Mit welchem Ergebnis?
Hunde können etwas, was wir mit unseren modernen Analysemethoden nicht können. Sie schnuppern an der Atemluft eines Menschen und können Krebs nachweisen.
Zuverlässig?
Leider nicht, das ist ja eines der Probleme. Wenn ein Hund anzeigt, dass ein Mensch Krebs hat, dann liegt die Trefferquote bei 72 Prozent. Das ist sehr beachtlich und besser als alles andere, was wir haben.
Braucht man speziell ausgebildete Hunde?
Nein, am besten eignen sich Familienhunde, die sich gerne trainieren lassen. Sie bekommen ein Röhrchen mit Atemluft vorgesetzt und reagieren darauf. Oder eben nicht.
Warum werden die Hunde nicht eingesetzt, wenn sie besser analysieren als moderne Gerätschaften?
Zum Einen haben wir das Problem der Trefferquote, das ich gerade angesprochen habe. Ich muss als Arzt einen Brustkorb aufschneiden und brauche dafür handfeste Gründe. Ein speziell ausgebildeter Hund liegt oft richtig, aber er macht eben auch Fehler. Und dann gibt es Fälle, in denen ich gar nicht weiß, wo ich den Tumor suchen soll.
Wieso?
Weil die Hunde so gut riechen, dass sie Tumore erkennen, lange bevor sie auf Röntgenbildern zu sehen sind. Ich kann aber als Arzt einen Menschen nicht auf Verdacht aufschneiden. Die Entscheidung, ob ich beispielsweise einen Brustkorb aufschneide, darf kein Glücksspiel werden.
Nachvollziehbar. Aber trotzdem traurig, wenn das Können dieser Hunde gar nicht genutzt wird.
Es soll ja genutzt werden. Wir arbeiten mit zwei Berliner Kliniken, einer Berliner Hundestaffel und dem Bundesamt für Materialforschung daran, diese Fähigkeiten für die Medizin nutzbar zu machen.
Und wie könnte das gehen?
Wir wollen herausfinden, was genau die Hunde uns anzeigen, welche Stoffe oder Marker sie erschnüffeln. Wenn wir wissen, wonach wir suchen, können wir spezifische Tests dafür entwickeln. Und vielleicht noch viel mehr nachweisen. Das ist höchst spannend und sehr komplex. Letztendlich gleicht es aber der berühmten Suche nach der Nadel im Heuhaufen.

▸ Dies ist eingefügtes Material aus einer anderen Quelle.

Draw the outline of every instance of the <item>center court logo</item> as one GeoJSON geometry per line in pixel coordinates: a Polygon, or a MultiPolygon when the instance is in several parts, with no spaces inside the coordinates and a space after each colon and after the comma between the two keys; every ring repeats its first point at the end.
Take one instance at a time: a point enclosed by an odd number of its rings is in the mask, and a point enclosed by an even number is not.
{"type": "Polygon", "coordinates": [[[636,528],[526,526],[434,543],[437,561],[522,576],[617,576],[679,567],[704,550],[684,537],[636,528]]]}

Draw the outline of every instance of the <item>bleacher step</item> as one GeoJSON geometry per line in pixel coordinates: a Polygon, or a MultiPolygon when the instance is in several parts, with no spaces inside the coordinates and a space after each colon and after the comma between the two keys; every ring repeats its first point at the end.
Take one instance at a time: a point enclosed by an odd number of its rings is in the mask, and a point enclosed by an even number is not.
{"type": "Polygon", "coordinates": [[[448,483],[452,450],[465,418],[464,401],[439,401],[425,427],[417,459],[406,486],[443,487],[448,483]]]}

Wie lange suchen Sie schon?
Die Zusammenarbeit läuft seit rund zwei Jahren.
Und wie schätzen Sie die Chancen ein, fündig zu werden?
Schwer zu sagen, da steckt unheimlich viel Arbeit drin und letztendlich ist es auch eine Glückssache. Wir werden jetzt erst einmal ganz viele Daten generieren. Wenn wir Glück haben, werden wir in vier, fünf Jahren in größeren Studien weitertesten können. Wenn wir Pech haben, werden wir noch ewig suchen. In 25 Jahren gehe ich in Ruhestand. Bis dahin wäre es natürlich schön, ein Ergebnis zu haben.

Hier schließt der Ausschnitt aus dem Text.